Based on ideas that architecture can structure itself on a cellular model, with component parts of a given structure being adaptable, modular, and designed for growth and contraction, Metabolism was experimented with in Japan in the 1960s and 1970s, and after the 1973 Oil Crisis, was exported to the Middle East. Works including the Kyoto International Conference Center, the Kuwait Embassy and Chancellery in Tokyo, and the Shizuoka Press and Broadcasting Center (also in Ginza) display Metabolist design in non-capsule iterations.
The 13-floor Nakagin Capsule Tower was constructed with two towers supporting 140 pods—small, prefabricated living units attached to the exterior of the towers.” The pods were designed as a space for businessmen, including a bed, folding desk, and optional electronics.
As the fate of the building became public knowledge, preservation efforts to save some of the pods became urgent. Former resident Tatsuyuki Maeda led restoration efforts for the preserved pods, acquiring 23 prior to demolition. Some of these have been displayed on the grounds of the Museum of Modern Art, Saitama, whose building was also designed by Kurokawa.
Now, one pod will be coming to the United States. Capsule A1302, measuring 8.2 feet by 13.1 feet by 8.2 feet, was owned by Kurokawa and occupied the highest floor. Historians and curators have worked with Kurokawa’s office to restore Capsule A1302, including “original features and electronics available to buyers who customized their units in 1972.” The museum also acquired nine images from photographer Noritaka Minami’s series 1972, which captured the building’s interiors over the last 12 years of its existence.

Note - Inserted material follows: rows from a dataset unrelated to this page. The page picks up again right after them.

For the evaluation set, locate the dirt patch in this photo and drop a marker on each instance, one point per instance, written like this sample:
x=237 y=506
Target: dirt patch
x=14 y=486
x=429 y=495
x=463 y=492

Helen Hilton Raiser Curator of Architecture and Design Jennifer Dunlop Fletcher told AN that the museum was “thrilled” about the acquisition, saying: “The acquisition fits perfectly with the museum’s collection of visionary, provocative architecture by many of the most radical thinkers in the field since 1960, whose work invites public dialogue about significant issues in design.” The museum’s architecture and design collection includes work from Metabolist architect Fumihiko Maki, and by groups of the same era, like Supertsudio and Archigram.
Fletcher added, “The Capsule evokes many conversations around environmental concerns, including shared infrastructure, efficient building and living, and prioritizing the permanence of ideas over physical form. The Capsule deepens the museum’s holdings [of] Japanese contemporary design and architecture and will be a great addition to San Francisco’s built architecture, including the Yerba Buena Center for the Arts by fellow Metabolist Fumihiko Maki across the street from SFMOMA.”
SFMOMA has not announced when the capsule will be on display.